Discussão das alternativas
✅ C) Terror noturno.
Alternativa correta. Quadro clássico de parassonia NREM: início abrupto durante sono profundo (1ª metade da noite), choro/grito e sudorese, não responsivo e amnésico pela manhã. Isso diferencia de pesadelo (REM, com lembrança) e de insônia (sem amnésia).
❌ A) Sonambulismo.
Alternativa incorreta. Também NREM e noturno inicial, porém o achado central é deambulação/atos motores automáticos com olhar fixo; o enunciado destaca medo intenso e choro com retorno imediato ao sono profundo, sem caminhar — compatível com terror noturno.
❌ B) Insônia de manutenção.
Alternativa incorreta. Insônia cursa com despertares e dificuldade de reindução do sono, mas a criança permanece consciente e responsiva, sem manifestações autonômicas exuberantes e sem amnésia. Aqui há inconsolabilidade e amnésia pós-evento.
❌ D) Transtorno de pesadelos.
Alternativa incorreta. Pesadelos ocorrem no sono REM, mais na 2ª metade da noite; a criança acorda, é facilmente consolável e lembra do conteúdo onírico. O caso descreve exatamente o oposto (NREM com amnésia e ativação autonômica).
Take-home message
- Terror noturno: parassonia NREM na 1ª metade da noite, com medo intenso, autonômico, baixa responsividade e amnésia.
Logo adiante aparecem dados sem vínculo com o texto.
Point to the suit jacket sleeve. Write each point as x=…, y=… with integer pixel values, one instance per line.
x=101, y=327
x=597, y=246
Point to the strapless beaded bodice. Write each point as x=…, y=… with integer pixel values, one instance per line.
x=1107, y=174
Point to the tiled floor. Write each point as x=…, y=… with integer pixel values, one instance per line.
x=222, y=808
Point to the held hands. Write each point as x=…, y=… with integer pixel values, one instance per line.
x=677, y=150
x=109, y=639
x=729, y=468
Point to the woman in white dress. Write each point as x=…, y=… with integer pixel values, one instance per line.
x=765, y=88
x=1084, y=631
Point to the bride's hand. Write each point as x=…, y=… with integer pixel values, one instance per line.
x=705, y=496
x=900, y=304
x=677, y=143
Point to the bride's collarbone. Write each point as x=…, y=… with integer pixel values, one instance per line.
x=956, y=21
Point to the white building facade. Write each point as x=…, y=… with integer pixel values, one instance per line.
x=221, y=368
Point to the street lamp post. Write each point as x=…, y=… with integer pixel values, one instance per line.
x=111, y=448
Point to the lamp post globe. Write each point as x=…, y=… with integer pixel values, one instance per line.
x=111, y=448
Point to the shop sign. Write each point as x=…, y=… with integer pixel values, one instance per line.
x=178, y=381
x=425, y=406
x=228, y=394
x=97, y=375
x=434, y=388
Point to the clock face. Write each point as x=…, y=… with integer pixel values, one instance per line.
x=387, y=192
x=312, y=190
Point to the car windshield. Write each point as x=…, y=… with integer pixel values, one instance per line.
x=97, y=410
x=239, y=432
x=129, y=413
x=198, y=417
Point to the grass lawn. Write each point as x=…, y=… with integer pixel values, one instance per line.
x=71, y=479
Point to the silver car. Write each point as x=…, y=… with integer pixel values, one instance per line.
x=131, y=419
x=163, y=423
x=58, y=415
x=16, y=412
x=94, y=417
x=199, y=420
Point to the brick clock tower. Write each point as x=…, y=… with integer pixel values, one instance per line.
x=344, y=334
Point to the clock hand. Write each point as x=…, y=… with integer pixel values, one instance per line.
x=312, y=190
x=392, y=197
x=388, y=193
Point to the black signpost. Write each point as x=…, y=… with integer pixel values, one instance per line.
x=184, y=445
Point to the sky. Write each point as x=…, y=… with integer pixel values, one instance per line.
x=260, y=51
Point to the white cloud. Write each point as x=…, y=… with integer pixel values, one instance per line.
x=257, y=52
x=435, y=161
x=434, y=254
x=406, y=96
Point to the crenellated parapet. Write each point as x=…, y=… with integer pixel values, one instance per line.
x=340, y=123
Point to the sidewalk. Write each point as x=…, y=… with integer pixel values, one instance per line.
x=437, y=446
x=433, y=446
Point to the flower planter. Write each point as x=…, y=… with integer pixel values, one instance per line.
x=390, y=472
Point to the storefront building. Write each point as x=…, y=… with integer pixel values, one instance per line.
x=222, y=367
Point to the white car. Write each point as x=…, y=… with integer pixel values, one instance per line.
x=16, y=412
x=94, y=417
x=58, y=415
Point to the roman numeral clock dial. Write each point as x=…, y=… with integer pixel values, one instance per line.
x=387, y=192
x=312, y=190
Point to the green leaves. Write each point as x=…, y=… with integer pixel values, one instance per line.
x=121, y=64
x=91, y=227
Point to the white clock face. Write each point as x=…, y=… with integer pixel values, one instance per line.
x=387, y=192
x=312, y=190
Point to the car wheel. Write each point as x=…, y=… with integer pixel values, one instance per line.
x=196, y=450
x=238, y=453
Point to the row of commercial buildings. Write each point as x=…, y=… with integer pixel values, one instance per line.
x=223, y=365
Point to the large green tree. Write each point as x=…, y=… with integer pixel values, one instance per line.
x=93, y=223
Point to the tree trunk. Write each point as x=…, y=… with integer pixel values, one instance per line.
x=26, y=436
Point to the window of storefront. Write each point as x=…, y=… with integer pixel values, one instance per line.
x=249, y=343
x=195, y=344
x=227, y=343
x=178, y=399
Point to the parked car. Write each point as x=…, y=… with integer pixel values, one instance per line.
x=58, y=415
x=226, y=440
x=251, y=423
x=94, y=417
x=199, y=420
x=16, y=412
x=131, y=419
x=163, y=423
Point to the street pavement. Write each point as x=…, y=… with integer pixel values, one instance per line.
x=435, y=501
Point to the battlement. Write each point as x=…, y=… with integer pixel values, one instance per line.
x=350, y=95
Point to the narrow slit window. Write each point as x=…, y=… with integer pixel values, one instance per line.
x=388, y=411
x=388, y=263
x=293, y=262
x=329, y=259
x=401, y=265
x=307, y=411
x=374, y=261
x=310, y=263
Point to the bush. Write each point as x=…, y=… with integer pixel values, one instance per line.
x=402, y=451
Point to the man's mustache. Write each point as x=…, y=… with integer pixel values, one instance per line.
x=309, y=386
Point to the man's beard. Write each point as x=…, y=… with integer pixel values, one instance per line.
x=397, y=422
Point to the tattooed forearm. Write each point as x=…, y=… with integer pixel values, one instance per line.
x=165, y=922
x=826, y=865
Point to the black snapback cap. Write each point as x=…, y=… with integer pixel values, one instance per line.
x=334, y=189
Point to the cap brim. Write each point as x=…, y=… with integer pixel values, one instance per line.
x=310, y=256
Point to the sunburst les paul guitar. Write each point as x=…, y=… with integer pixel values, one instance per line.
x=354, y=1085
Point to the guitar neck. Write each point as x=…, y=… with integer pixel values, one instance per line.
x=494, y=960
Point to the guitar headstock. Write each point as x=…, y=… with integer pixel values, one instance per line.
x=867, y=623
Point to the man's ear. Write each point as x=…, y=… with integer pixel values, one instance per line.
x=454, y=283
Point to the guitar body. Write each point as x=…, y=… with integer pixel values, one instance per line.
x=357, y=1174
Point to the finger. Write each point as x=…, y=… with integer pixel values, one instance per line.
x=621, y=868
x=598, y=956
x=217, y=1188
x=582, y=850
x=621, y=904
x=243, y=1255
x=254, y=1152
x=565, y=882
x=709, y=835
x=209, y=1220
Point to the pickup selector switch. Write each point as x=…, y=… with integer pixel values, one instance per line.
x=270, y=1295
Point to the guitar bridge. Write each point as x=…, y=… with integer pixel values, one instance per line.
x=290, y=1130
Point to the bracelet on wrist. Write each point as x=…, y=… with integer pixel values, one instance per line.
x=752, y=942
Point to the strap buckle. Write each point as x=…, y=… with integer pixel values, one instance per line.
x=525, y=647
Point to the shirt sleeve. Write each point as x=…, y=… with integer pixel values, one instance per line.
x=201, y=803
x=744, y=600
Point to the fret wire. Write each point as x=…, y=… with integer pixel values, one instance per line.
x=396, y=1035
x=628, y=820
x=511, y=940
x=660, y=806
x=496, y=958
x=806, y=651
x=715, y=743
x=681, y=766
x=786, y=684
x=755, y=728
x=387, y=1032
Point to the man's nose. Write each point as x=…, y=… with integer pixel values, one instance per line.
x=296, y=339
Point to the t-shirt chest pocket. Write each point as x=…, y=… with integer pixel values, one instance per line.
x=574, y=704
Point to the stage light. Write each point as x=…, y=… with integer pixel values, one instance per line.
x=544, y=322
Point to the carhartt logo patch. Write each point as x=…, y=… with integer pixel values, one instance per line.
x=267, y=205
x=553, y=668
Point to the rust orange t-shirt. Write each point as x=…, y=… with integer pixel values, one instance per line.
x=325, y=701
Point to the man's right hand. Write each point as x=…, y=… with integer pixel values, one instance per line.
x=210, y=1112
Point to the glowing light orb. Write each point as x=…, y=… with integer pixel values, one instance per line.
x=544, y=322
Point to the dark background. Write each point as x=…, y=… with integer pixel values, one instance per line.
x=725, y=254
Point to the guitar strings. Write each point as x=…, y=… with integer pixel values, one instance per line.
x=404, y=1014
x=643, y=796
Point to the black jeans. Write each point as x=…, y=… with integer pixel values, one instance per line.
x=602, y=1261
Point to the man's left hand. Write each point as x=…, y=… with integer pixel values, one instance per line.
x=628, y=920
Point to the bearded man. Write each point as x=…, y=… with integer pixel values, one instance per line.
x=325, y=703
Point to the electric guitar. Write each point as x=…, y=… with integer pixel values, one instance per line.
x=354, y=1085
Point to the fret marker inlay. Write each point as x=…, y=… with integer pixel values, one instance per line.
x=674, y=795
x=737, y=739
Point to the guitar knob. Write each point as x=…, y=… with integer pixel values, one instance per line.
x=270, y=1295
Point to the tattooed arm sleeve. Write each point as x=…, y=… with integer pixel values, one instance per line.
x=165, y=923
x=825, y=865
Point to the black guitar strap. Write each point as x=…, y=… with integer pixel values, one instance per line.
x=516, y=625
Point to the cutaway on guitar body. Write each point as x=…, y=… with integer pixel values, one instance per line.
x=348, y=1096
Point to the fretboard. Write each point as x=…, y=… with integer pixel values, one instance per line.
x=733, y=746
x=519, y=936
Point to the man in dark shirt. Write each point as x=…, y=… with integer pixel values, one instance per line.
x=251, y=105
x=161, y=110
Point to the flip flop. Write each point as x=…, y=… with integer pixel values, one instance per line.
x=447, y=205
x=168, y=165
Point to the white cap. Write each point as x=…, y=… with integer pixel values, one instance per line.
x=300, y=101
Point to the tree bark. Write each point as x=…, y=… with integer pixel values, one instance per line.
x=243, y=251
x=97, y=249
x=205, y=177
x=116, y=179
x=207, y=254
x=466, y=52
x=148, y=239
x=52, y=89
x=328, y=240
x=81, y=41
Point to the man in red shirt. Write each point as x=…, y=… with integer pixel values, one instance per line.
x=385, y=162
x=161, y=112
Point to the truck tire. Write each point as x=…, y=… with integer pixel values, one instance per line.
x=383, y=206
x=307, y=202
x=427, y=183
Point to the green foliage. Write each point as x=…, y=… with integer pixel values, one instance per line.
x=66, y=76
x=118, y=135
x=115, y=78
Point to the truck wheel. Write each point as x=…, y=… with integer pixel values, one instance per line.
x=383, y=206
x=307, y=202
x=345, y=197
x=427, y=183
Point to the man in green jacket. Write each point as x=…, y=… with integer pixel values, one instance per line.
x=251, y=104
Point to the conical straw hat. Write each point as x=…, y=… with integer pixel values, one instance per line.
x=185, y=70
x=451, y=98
- Pesadelo (REM) vs Terror (NREM): lembra do sonho e é consolável (pesadelo) vs não lembra e é inconsolável (terror).
- Tratamento é educativo e de segurança ambiental; despertares programados ajudam quando há padrão previsível.
- Encaminhe se episódios forem muito frequentes, perigosos, atípicos, com sonolência diurna ou suspeita de epilepsia/AOS.
- Red flag: início na adolescência/adulto, eventos prolongados com amnésia ou traumas recorrentes → investigar (polissonografia/neurologia).